Особая тема, которой пока посвящено незаслуженно мало работ, - это введение фактора времени в художественные тексты, выяснение его роли, образа и способов присутствия, обратимости, изменения скорости протекания и многих других свойств, не присущих реальному физическому времени, но значимых в искусстве, культуре в целом. Так, М.М. Бахтин соединяет сознание и «все мыслимые пространственные и временные отношения» в единый центр. Переосмысливая категории пространства и времени в гуманитарном контексте, он ввел понятие хронотопа как конкретного единства пространственно-временных характеристик для конкретной ситуации. Бахтин оставил своего рода модель анализа темпоральных и пространственных отношений и способов их «введения» в художественные и литературоведческие тексты. Взяв термин «хронотоп» из естественнонаучных текстов А.А. Ухтомского, Бахтин не ограничился натуралистическим представлением о хронотопе как физическом единстве, целостности времени и пространства, но наполнил его гуманистическими, культурно-историческими и ценностными смыслами. Он стремится раскрыть роль этих форм в процессе художественного познания, «художественного видения». Обосновывая также необходимость единого термина, Бахтин объясняет, что в «художественном хронотопе» происходит «пересечение рядов и слияние примет» - «время здесь сгущается, уплотняется, становится художественно-зримым; пространство же интенсифицируется, втягивается в движение времени, сюжета, истории. Приметы времени раскрываются в пространстве, и пространство осмысливается и измеряется временем».

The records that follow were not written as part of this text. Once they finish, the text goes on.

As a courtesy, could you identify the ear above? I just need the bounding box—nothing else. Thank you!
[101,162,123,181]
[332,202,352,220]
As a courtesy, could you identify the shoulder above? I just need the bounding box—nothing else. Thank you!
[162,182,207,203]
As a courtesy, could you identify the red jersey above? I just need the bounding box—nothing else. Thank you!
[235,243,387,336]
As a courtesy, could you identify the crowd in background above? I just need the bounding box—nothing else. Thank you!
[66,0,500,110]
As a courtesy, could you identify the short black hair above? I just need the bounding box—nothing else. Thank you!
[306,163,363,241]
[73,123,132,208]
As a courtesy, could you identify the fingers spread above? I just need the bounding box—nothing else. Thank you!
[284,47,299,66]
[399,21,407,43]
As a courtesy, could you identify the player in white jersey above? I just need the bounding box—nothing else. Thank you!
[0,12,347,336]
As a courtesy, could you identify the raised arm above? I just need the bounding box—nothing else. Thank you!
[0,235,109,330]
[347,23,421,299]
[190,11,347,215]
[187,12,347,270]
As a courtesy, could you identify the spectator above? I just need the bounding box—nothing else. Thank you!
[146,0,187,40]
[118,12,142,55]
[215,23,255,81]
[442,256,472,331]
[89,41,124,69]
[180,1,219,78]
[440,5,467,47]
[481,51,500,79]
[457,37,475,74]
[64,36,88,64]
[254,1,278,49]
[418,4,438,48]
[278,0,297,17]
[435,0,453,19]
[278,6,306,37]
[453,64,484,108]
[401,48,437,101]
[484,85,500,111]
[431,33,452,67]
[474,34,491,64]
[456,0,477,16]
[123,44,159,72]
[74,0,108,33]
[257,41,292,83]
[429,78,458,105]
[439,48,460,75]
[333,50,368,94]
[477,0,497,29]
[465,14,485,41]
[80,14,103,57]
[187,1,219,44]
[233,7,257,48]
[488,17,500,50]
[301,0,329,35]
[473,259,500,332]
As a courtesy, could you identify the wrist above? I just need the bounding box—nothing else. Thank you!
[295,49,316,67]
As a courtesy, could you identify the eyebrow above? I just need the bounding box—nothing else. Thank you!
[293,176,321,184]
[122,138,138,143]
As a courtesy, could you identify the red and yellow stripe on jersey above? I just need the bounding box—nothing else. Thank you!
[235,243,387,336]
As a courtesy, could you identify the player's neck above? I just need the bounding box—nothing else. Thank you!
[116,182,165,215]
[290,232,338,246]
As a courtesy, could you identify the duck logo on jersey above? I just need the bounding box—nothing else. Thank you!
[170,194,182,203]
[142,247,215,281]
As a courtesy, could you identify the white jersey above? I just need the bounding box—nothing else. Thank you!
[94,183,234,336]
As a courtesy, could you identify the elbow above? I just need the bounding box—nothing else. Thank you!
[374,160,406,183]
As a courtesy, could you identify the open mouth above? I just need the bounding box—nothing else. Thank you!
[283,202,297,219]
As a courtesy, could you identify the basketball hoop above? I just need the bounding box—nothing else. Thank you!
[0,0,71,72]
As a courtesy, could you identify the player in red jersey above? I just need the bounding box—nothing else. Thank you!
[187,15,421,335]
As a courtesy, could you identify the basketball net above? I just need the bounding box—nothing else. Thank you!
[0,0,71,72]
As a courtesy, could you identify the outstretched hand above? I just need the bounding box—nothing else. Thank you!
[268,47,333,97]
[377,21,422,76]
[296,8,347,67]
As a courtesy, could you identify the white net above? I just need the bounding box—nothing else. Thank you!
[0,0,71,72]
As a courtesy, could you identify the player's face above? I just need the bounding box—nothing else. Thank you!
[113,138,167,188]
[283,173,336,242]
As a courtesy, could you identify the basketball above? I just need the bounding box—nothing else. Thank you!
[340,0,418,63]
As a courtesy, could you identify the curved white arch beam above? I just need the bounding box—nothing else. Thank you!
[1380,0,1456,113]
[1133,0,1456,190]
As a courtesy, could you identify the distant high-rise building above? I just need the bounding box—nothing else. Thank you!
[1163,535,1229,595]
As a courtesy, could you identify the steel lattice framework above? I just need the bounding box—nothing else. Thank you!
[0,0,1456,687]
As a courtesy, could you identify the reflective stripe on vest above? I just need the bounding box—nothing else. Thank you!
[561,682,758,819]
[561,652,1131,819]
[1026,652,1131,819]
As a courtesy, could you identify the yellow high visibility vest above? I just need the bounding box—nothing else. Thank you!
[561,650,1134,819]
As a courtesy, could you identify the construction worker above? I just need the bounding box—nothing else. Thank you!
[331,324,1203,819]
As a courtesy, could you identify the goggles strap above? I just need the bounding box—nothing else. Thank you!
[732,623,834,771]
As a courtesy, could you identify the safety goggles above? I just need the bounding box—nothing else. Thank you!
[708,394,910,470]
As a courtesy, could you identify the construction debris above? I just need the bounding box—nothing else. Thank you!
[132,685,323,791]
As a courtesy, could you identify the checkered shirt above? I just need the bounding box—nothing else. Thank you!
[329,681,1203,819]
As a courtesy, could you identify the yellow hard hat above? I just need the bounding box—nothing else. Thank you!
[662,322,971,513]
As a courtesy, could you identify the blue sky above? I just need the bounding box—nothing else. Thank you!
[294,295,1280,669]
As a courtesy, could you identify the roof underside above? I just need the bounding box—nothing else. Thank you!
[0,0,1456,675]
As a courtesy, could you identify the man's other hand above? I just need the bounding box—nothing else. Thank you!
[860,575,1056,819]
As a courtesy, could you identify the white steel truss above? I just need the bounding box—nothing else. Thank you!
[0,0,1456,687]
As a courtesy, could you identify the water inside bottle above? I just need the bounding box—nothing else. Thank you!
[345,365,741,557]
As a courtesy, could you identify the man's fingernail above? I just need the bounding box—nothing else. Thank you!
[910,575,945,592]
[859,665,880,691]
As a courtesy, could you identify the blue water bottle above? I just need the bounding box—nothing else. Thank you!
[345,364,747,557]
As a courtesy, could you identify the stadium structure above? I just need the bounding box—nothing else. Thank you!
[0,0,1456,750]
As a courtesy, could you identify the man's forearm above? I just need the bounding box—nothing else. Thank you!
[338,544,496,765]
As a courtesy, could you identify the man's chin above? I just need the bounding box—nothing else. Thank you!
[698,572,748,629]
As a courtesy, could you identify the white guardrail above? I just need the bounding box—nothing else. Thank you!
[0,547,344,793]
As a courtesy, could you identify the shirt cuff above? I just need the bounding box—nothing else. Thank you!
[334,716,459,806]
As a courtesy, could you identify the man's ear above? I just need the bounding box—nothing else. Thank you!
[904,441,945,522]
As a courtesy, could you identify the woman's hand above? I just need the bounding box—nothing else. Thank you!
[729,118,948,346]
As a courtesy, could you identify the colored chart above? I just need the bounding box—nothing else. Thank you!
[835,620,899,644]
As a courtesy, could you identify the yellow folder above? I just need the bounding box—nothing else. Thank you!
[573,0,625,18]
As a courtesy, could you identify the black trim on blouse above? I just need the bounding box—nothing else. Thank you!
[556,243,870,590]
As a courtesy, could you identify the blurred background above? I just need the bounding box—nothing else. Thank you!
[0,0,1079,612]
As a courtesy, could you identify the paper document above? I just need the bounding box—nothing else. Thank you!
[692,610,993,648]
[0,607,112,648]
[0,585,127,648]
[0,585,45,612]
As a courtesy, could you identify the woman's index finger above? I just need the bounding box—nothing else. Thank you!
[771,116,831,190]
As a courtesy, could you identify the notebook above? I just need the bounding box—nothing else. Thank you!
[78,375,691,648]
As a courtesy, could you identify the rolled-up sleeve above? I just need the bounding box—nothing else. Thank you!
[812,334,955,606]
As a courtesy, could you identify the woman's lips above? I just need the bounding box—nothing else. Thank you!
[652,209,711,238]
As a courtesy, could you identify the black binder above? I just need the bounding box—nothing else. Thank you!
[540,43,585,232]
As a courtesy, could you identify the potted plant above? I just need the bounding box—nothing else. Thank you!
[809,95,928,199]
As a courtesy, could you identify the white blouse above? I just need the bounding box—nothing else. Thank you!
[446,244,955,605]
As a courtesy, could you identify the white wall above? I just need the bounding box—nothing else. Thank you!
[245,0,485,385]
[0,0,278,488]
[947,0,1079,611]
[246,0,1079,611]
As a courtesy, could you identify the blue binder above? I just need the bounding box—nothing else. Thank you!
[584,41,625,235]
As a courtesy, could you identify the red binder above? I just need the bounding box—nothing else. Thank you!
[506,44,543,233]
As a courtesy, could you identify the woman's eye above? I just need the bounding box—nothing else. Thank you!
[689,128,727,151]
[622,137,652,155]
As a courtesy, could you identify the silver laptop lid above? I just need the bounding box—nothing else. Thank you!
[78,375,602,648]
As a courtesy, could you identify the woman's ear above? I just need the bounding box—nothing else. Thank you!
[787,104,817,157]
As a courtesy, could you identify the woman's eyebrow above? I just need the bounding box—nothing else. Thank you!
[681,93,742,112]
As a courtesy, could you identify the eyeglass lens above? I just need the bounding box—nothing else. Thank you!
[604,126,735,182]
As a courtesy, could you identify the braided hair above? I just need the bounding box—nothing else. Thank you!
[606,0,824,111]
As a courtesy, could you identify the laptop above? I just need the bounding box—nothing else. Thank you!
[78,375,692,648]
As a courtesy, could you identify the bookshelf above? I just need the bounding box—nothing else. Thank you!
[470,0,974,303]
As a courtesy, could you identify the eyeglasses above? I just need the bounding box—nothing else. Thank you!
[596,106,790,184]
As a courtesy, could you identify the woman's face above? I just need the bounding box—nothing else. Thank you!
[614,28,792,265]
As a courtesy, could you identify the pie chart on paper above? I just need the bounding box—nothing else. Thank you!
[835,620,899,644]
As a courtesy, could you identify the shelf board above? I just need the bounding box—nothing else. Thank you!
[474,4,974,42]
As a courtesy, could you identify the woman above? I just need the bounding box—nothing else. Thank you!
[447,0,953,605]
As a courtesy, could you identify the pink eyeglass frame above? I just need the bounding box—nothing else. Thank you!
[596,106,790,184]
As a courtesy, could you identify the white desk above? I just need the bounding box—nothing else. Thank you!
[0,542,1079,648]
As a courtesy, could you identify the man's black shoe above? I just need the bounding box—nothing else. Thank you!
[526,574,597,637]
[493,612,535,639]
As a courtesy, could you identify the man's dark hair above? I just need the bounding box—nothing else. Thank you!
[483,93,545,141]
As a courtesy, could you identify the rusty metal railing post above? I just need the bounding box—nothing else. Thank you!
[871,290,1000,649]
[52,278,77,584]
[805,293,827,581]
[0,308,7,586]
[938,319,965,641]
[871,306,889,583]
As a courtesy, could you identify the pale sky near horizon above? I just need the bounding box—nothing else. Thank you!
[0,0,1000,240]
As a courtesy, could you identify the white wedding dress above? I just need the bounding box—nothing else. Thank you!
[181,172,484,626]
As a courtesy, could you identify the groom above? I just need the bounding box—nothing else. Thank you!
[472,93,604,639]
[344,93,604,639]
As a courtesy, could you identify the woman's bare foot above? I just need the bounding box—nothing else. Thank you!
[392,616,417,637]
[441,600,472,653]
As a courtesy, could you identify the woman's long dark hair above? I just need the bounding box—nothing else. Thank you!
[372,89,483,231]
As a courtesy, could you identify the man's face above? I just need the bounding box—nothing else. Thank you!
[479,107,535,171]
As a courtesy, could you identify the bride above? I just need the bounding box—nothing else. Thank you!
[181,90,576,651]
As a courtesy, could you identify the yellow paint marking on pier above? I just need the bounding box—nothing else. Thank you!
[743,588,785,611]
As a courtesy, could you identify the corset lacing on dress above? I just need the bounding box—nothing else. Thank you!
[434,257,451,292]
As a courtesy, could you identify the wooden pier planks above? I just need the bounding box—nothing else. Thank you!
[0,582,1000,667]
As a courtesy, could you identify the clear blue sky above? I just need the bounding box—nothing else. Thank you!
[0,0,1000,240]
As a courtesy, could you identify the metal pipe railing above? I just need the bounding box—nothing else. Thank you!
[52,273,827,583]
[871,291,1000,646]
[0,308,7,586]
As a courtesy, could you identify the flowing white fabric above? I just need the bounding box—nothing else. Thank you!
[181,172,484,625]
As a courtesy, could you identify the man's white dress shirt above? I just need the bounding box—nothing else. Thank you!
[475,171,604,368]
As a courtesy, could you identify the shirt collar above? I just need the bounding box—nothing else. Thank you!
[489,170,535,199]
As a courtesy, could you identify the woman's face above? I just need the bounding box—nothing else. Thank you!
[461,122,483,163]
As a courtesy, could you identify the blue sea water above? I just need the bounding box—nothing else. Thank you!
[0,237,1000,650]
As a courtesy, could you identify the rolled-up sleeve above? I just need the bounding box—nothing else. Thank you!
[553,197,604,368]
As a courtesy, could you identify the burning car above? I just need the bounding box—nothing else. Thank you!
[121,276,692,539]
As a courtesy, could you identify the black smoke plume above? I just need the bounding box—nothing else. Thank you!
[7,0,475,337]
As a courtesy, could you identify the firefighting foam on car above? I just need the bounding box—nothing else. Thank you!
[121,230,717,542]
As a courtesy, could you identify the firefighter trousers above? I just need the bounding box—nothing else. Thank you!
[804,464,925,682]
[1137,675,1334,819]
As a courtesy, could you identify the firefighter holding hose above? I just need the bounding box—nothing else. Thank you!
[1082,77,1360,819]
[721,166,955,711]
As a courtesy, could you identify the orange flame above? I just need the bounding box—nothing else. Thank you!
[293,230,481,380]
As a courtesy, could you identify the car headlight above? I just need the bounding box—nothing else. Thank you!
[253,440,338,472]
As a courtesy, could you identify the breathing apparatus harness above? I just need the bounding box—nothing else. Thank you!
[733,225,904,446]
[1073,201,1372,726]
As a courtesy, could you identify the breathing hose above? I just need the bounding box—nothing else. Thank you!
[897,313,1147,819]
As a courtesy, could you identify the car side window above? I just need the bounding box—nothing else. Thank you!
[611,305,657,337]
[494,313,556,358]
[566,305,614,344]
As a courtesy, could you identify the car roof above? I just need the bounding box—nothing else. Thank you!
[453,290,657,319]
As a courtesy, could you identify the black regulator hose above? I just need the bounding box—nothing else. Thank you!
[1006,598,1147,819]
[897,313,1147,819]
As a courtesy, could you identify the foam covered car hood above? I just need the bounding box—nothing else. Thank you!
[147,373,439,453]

В целом размышления над текстами Бахтина о формах времени и пространства в художественных и гуманитарных текстах приводят к мысли о возможности превращения хронотопа в универсальную, фундаментальную категорию, которая может стать одним из принципиально новых оснований эпистемологии, до сих пор в полной мере не освоившей и даже избегающей конкретных пространственно-временных характеристик знания и познавательной деятельности.